我觉得这其实是个绝妙的衡量标准。它是否能——我认为这真是个很好的切入点。

I think that's actually a wonderful benchmark almost. Like, is it able I think that's a really good point, basically.

Speaker 0

能逗你笑吗？

To to make you laugh?

Speaker 1

是的。如果它能成为一个非常出色的单口喜剧演员，同时在计算领域做着非常有趣的事情，我认为幽默是极其困难的。

Yeah. If it's able to be, like, a very effective stand up comedian that is doing something very interesting computationally, I think being funny is extremely hard.

Speaker 0

没错。因为这在某种程度上很难，就像图灵测试，图灵测试最初的意图之所以困难，是因为你必须说服人类，而这正是为什么喜剧演员会谈论这个。这非常真实，因为如果人们忍不住笑了，那就是成功；如果他们没笑，就意味着你不搞笑。

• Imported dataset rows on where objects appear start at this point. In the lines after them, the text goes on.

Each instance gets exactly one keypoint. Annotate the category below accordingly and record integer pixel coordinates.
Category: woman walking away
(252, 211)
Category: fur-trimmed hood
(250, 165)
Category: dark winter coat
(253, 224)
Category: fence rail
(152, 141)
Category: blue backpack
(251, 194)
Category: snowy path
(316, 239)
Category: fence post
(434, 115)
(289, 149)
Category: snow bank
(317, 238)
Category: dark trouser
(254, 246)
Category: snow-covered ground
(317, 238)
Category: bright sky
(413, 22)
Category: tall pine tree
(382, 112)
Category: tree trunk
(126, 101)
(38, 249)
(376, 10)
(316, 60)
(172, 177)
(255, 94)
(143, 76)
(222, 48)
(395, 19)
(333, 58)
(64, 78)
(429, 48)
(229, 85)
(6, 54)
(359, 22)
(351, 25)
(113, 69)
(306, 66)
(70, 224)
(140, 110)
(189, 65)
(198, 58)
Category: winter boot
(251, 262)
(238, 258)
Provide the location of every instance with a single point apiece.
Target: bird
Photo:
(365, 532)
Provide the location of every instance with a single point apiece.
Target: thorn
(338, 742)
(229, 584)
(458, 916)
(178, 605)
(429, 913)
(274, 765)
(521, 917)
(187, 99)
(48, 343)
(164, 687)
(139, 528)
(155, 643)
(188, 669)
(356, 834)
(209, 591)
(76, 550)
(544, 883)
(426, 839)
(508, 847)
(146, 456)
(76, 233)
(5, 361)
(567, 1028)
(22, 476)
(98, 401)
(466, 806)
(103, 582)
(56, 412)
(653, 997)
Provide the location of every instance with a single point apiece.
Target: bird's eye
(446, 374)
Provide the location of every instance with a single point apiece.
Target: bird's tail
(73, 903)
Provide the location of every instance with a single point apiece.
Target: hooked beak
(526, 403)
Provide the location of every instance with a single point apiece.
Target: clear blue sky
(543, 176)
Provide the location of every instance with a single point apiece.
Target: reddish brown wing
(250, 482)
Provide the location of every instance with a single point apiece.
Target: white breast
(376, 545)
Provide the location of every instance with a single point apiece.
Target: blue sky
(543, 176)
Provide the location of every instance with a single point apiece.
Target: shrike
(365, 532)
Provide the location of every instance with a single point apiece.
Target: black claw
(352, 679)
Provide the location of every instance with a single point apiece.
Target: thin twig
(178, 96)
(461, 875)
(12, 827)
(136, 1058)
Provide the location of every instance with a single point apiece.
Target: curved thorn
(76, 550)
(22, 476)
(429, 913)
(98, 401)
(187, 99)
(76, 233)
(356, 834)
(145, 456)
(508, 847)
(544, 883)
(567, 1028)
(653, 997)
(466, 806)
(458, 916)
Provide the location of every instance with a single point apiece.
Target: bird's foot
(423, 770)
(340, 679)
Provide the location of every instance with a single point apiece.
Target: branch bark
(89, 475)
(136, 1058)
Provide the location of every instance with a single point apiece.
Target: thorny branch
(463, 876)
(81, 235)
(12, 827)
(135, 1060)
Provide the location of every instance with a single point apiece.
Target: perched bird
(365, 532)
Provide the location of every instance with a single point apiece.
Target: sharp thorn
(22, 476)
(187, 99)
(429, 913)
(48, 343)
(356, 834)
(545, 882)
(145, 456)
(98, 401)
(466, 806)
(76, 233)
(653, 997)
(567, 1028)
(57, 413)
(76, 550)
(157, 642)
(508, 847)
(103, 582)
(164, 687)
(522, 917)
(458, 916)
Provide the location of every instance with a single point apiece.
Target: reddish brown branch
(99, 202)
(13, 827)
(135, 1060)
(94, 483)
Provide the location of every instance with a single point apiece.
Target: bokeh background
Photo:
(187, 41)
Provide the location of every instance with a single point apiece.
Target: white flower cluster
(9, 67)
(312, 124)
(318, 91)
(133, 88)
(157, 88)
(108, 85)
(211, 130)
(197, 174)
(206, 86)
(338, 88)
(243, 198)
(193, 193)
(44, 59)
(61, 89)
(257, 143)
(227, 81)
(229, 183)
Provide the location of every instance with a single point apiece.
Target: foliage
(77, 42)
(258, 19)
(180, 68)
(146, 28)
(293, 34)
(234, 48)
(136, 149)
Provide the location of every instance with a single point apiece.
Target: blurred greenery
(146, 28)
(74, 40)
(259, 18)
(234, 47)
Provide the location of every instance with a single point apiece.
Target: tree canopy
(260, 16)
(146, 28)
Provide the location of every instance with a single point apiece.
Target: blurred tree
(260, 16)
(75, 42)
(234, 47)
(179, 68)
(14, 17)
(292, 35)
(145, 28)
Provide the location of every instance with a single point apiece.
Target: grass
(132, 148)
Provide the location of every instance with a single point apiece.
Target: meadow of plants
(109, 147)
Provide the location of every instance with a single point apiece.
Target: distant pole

Yeah. Because it's hard in a way, like a Turing test, the original intent of the Turing test is hard because you have to convince humans, and there's nothing that's why that's why comedians talk about this. Like, there's this is deeply honest because if people can't help but laugh. If they don't laugh, that means you're not funny.